How to beginner · 3 min read

GitHub Actions for LLM testing

Quick answer
Use GitHub Actions to automate testing of your LLM integrations by running Python scripts that call the OpenAI API or other AI SDKs. Configure workflows to trigger on pushes or pull requests, enabling continuous validation of your AI models.

PREREQUISITES

  • Python 3.8+
  • GitHub repository with LLM integration code
  • OpenAI API key (free tier works)
  • pip install openai>=1.0

Setup GitHub Actions

Create a .github/workflows directory in your repo and add a YAML workflow file to define the CI pipeline. This workflow installs Python, sets environment variables, installs dependencies, and runs your LLM test script.

yaml
name: LLM Testing

on:
  push:
    branches: [main]
  pull_request:
    branches: [main]

jobs:
  test-llm:
    runs-on: ubuntu-latest
    steps:
      - uses: actions/checkout@v3
      - name: Set up Python
        uses: actions/setup-python@v4
        with:
          python-version: '3.10'
      - name: Install dependencies
        run: |
          python -m pip install --upgrade pip
          pip install openai
      - name: Run LLM test script
        env:
          OPENAI_API_KEY: ${{ secrets.OPENAI_API_KEY }}
        run: python tests/test_llm.py
output
Run LLM test script
Hello from LLM test: Response: Hello, world!

Test passed.

Step by step LLM test script

Write a Python script that calls the OpenAI SDK to verify your LLM integration. This example uses gpt-4o to generate a simple completion and asserts the response.

python
import os
from openai import OpenAI

client = OpenAI(api_key=os.environ["OPENAI_API_KEY"])

def test_llm_response():
    response = client.chat.completions.create(
        model="gpt-4o",
        messages=[{"role": "user", "content": "Say hello"}]
    )
    text = response.choices[0].message.content
    print(f"Hello from LLM test: Response: {text}")
    assert "hello" in text.lower(), "LLM response does not contain 'hello'"

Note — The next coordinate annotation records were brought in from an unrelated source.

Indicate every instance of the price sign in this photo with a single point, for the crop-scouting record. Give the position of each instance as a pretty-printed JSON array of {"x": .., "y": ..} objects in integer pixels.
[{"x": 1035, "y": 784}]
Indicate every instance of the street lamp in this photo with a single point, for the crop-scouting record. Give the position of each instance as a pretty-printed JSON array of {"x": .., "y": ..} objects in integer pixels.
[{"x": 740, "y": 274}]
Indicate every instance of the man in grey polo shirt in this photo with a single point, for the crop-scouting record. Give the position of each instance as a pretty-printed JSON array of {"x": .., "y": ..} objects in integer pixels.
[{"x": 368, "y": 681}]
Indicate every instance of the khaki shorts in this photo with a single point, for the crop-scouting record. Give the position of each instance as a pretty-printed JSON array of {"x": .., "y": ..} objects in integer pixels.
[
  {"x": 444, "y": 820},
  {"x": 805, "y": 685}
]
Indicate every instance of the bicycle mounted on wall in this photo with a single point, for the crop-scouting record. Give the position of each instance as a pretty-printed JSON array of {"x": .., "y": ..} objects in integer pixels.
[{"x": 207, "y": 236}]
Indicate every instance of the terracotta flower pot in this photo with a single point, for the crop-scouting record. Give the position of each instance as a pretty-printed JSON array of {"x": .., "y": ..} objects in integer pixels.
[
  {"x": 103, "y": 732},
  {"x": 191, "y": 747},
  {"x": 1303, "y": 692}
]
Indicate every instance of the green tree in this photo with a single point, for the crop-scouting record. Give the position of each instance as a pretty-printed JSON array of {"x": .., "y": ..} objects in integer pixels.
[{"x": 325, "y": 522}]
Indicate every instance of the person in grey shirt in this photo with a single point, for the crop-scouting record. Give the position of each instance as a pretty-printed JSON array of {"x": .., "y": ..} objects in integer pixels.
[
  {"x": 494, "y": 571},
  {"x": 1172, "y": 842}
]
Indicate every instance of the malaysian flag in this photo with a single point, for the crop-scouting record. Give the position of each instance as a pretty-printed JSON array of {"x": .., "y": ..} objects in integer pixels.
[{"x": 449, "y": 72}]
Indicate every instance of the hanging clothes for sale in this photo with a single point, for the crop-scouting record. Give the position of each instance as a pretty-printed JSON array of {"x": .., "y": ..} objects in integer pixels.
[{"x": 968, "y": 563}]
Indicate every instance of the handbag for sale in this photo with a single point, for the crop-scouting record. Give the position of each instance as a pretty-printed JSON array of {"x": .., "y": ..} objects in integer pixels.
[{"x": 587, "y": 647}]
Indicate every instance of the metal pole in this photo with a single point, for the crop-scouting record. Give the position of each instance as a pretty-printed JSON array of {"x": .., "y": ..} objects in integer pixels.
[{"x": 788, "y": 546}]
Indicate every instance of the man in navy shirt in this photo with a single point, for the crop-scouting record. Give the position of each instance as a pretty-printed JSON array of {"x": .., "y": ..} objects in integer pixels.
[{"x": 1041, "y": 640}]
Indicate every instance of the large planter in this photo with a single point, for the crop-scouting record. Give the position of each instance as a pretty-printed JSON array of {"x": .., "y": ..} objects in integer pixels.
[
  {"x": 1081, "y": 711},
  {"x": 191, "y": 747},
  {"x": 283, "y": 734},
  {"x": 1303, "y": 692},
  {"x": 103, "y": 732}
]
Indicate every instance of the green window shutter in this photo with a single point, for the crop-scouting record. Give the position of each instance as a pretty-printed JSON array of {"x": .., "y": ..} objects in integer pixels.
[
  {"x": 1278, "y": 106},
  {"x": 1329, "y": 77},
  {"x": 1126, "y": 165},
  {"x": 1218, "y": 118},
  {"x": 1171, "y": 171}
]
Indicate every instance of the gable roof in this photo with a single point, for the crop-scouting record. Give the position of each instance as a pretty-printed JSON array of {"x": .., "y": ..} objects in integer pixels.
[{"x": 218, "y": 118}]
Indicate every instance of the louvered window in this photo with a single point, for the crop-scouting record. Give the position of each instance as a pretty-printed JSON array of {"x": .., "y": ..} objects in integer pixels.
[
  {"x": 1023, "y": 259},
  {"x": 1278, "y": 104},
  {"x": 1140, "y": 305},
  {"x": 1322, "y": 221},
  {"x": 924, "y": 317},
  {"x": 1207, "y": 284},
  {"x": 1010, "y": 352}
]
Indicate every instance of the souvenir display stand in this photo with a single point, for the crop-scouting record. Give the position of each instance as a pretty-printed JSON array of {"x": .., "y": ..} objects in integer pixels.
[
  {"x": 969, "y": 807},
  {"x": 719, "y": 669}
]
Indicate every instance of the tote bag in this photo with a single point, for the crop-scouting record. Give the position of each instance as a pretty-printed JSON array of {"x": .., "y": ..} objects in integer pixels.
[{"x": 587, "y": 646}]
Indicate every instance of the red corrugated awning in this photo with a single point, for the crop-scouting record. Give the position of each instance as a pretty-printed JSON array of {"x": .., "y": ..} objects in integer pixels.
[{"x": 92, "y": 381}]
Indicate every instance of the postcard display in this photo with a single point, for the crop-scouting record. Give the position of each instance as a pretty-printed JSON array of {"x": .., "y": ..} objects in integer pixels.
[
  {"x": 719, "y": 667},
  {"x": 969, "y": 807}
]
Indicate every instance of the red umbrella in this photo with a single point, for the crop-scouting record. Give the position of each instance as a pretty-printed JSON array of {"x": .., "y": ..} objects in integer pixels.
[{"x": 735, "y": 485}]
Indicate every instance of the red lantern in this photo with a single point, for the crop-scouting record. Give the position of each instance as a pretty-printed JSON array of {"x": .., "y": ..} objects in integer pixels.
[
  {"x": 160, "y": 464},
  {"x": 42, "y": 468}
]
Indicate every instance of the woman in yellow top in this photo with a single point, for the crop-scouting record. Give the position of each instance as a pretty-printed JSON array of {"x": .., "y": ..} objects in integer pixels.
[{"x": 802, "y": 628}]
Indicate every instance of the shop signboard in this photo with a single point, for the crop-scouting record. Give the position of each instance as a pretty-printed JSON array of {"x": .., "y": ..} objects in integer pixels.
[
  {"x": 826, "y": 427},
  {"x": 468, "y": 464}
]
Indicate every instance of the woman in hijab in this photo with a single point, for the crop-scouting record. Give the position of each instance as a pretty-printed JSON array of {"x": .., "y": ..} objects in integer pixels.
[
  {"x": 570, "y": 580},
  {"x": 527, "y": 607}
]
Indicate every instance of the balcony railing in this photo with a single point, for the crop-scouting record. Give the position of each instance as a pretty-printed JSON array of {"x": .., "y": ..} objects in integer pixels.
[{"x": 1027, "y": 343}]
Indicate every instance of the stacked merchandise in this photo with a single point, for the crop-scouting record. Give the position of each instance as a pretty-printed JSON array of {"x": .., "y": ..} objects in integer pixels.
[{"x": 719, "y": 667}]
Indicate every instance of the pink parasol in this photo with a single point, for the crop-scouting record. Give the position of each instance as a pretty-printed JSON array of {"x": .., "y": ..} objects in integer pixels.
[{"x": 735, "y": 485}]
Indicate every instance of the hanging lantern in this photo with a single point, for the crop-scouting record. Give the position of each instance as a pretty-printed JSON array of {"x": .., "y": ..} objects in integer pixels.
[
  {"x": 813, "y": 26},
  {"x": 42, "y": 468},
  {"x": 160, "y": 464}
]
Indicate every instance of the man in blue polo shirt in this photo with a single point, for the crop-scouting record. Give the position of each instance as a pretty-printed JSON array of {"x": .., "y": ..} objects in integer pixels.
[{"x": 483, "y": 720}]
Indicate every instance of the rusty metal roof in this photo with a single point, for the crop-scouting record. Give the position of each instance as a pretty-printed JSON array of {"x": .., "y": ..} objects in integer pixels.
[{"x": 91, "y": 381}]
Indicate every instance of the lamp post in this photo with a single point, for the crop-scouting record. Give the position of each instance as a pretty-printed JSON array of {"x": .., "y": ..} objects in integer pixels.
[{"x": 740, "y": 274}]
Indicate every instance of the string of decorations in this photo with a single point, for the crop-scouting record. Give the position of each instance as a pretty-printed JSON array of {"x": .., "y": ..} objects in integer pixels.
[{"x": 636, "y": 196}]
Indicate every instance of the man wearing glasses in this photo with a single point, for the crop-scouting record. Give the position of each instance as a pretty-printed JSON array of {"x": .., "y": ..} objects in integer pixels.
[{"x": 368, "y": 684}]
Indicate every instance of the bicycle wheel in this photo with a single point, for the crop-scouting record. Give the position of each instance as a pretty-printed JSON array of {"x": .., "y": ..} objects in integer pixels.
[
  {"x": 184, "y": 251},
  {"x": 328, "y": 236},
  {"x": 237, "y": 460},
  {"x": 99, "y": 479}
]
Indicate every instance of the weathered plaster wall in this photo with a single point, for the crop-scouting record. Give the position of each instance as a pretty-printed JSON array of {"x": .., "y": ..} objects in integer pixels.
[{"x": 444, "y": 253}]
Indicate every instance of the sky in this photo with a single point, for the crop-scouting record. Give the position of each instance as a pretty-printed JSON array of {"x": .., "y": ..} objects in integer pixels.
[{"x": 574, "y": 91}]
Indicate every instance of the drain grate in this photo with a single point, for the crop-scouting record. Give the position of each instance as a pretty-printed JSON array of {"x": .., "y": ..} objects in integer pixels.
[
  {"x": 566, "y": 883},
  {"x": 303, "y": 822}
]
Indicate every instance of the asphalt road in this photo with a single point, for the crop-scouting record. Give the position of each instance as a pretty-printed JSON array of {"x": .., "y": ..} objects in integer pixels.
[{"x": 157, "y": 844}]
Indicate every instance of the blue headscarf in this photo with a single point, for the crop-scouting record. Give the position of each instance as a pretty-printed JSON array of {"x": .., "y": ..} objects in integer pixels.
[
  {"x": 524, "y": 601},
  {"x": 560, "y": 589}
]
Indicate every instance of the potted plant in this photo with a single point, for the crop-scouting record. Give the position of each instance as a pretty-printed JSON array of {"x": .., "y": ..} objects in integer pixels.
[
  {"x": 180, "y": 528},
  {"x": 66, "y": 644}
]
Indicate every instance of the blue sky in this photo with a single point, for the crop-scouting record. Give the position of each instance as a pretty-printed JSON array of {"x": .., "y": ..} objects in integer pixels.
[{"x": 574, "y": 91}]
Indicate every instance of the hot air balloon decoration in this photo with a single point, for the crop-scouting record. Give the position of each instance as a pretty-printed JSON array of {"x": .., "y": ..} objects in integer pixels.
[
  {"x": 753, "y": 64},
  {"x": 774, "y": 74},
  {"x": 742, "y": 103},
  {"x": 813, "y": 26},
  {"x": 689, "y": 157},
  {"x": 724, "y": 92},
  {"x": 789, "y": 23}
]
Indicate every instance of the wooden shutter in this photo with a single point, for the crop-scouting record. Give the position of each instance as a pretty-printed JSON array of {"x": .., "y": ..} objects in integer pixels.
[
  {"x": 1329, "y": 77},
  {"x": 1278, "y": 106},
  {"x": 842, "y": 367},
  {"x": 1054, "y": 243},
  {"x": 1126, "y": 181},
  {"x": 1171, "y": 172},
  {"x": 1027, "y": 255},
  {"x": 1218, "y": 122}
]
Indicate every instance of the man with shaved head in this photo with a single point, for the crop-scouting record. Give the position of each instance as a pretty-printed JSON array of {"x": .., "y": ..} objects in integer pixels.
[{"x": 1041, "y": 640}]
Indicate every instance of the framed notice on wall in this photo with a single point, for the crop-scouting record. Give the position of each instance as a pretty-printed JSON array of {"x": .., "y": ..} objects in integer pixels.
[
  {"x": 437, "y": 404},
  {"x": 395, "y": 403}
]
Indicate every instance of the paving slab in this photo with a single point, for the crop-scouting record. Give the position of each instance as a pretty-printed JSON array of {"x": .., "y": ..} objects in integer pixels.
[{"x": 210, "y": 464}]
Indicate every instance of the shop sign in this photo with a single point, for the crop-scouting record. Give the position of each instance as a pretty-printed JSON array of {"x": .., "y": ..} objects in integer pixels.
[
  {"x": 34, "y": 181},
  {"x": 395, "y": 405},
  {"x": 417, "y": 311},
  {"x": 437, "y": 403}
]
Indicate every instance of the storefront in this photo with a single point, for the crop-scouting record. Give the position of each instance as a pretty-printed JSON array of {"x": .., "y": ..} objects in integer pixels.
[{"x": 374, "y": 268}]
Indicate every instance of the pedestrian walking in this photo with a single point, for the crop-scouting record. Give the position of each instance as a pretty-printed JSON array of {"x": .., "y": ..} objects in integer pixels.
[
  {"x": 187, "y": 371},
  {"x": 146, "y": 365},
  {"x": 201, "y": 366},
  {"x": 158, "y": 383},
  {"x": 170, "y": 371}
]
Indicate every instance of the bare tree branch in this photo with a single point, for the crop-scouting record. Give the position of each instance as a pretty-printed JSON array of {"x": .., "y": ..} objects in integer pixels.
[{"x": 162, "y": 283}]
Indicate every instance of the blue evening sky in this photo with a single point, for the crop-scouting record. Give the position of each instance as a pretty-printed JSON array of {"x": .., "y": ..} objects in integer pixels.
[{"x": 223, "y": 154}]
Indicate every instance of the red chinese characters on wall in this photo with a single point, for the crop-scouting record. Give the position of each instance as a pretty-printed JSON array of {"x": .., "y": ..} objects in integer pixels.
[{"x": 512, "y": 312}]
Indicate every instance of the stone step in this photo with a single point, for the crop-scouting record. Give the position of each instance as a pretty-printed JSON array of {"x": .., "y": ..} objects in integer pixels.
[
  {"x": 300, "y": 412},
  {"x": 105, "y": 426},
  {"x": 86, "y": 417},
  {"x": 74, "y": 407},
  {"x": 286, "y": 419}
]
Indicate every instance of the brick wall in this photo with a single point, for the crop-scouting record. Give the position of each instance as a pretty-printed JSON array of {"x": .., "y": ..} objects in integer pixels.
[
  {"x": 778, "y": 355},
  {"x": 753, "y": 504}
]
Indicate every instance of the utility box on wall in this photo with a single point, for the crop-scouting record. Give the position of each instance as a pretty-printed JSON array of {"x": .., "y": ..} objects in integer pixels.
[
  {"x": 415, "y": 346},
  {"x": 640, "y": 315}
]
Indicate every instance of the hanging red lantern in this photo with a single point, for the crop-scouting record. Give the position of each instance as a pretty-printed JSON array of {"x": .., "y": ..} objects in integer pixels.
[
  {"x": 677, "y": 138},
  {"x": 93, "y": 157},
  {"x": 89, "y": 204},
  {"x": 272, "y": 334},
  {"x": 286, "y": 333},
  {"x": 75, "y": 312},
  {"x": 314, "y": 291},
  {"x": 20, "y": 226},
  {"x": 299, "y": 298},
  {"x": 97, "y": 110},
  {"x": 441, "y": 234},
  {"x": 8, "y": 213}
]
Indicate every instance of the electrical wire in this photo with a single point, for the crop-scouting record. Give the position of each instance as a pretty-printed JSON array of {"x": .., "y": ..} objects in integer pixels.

if __name__ == "__main__":
    test_llm_response()
    print("\nTest passed.")
output
Hello from LLM test: Response: Hello! How can I assist you today?

Test passed.

Common variations

  • Use async Python with asyncio and await for non-blocking tests.
  • Test different models like claude-3-5-sonnet-20241022 by changing the model parameter.
  • Integrate streaming responses by enabling stream=True and processing chunks.
python
import os
import asyncio
from openai import OpenAI

client = OpenAI(api_key=os.environ["OPENAI_API_KEY"])

async def async_test():
    stream = client.chat.completions.create(
        model="gpt-4o",
        messages=[{"role": "user", "content": "Say hello asynchronously"}],
        stream=True
    )
    collected = []
    async for chunk in stream:
        delta = chunk.choices[0].delta.content or ""
        print(delta, end="", flush=True)
        collected.append(delta)
    print()
    assert "hello" in "".join(collected).lower(), "Async LLM response missing 'hello'"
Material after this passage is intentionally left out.